Notable transactions include:

  • NPE-Whitaker Chalk Swindle and Schwartz PLLC bought 9 Healthcare & Pharma assets from Synerio.
  • NPE-Viewlogic Wireless LLC bought 7 assets related to Communication from Airspace Reality and filed a litigation case against Comerica Inc. The assets were received by AST.
  • NPE-Inferential Capital LLC bought 5 Software assets from NPE-IP Edge LLC and filed 3 litigations against D-Link, TCL Corp, Foxconn.
  • NPE-CES Global Operations AG bought 5 Industrial assets from Cesh International Technology KFT.
  • NPE-Pathway IP LLC bought 2 Lighting assets from Glowzi LLC.
  • NPE-ONA Patents SL bought 2 Wireless assets from Airwave Location Technologies LLC.
  • NPE-Dave Law Group LLP bought 2 Industrial assets from SourceReCycle Inc.
  • NPE-SC Murray Holdings Inc bought 2 Industrial assets from The Power Collective Inc.
  • NPE-BLT Patent and Law Firm bought 1 Electronics asset from Maetel Co Ltd.
  • NPE-Blue Owl Capital Inc bought 1 Industrial asset from Sonnys Enterprises.

Trends:

In the first quarter of 2024, 430 deals were documented, with Software accounting for 37% of all transacted assets and Semiconductor comprising 13%. Here is the full picture:

During this quarter, Electronics companies including Foxconn, Fujitsu Ltd, Huawei, Japan Display Inc, Knowles Corp, LG, NEC Corp, Panasonic, Sensata Technologies, and Xiaomi Corp collectively sold 604 assets across 29 deals.

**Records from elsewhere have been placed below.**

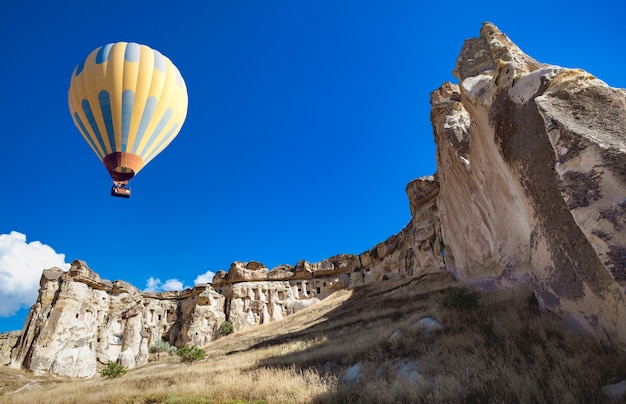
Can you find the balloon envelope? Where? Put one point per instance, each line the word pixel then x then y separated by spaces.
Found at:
pixel 129 102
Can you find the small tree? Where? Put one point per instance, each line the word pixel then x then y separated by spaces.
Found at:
pixel 226 328
pixel 162 346
pixel 190 353
pixel 113 370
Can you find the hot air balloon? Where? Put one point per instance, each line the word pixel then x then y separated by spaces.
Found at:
pixel 129 102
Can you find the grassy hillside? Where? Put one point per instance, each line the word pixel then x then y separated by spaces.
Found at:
pixel 493 347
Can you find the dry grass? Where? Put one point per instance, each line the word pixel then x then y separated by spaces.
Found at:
pixel 502 350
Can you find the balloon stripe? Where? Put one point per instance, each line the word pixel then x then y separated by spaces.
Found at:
pixel 103 53
pixel 128 99
pixel 132 52
pixel 105 109
pixel 163 143
pixel 148 111
pixel 83 131
pixel 162 123
pixel 160 62
pixel 92 122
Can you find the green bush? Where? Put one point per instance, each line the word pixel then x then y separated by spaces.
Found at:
pixel 463 298
pixel 163 346
pixel 190 353
pixel 113 370
pixel 226 328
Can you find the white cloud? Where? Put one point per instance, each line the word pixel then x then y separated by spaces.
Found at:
pixel 155 285
pixel 173 284
pixel 21 264
pixel 206 277
pixel 152 285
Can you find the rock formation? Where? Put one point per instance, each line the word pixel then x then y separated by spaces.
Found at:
pixel 531 165
pixel 530 187
pixel 80 319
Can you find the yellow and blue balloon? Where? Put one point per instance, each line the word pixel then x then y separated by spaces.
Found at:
pixel 129 102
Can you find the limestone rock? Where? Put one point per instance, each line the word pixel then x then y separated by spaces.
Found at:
pixel 530 187
pixel 8 340
pixel 80 319
pixel 530 163
pixel 615 391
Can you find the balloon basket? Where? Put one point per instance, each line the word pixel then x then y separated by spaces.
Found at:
pixel 120 192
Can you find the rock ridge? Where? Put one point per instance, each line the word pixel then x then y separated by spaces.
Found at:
pixel 530 187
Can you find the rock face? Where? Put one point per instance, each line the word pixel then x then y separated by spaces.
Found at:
pixel 531 165
pixel 80 320
pixel 530 187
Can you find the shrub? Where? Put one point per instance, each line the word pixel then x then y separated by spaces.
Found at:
pixel 190 353
pixel 113 370
pixel 226 328
pixel 459 298
pixel 163 346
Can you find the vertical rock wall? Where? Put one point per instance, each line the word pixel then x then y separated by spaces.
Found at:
pixel 531 166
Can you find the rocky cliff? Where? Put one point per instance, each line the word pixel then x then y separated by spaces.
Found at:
pixel 530 187
pixel 532 171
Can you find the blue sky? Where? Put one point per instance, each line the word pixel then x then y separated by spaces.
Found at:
pixel 306 121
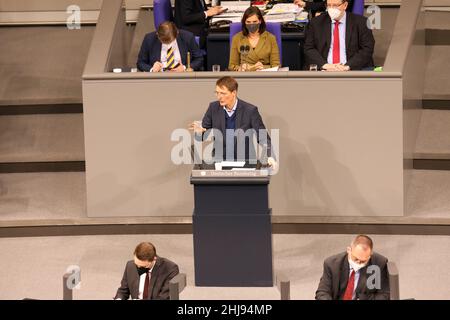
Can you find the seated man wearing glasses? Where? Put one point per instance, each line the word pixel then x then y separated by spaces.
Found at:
pixel 339 40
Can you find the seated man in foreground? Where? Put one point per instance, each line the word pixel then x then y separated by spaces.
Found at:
pixel 167 50
pixel 358 274
pixel 147 276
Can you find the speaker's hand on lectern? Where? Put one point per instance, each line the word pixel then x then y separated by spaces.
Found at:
pixel 273 164
pixel 196 126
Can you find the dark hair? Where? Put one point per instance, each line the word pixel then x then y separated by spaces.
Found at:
pixel 145 251
pixel 227 82
pixel 363 240
pixel 250 12
pixel 167 32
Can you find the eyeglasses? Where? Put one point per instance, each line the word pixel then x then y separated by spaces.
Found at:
pixel 220 94
pixel 334 5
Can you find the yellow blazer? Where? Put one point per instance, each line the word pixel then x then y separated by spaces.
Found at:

Simultaneously, Semiconductor companies such as Asia Pacific Microsystems, MaxLinear Inc, ON Semiconductor, Qualcomm, SK Group, STMicroelectronics NV, and TSMC were actively engaged in acquiring 262 assets through 25 deals.

Top Deals:

  • NEC Corp sold 194 assets related to Software to NPE-IP Wave Pte Ltd. 4 Assets were received by AST.
  • Huawei sold 131 assets related to Wireless to NPE-Ueran Technology LLC. 4 Assets were received by AST.
  • Trina Solar Co Ltd bought 127 assets related to Semiconductor from JinkoSolar Holding Co Ltd.
  • NexGen Power Systems Inc sold 118 Semiconductor assets related to ON Semiconductor Corp.
  • Knowles Corp sold 107 Software assets to Samsung. 104 assets were received by AST.
  • NPE-Daedalus Group LLC sold 85 Software assets to TSMC. 8 assets were received by AST.
  • NPE-Ascend IP LLC sold 82 Software assets to another NPE-Alpha Alpha Intellectual Partners LLC. 6 assets were received by AST.
  • Nokia Corp bought 70 Software related assets from AT&T. 69 assets were received by AST.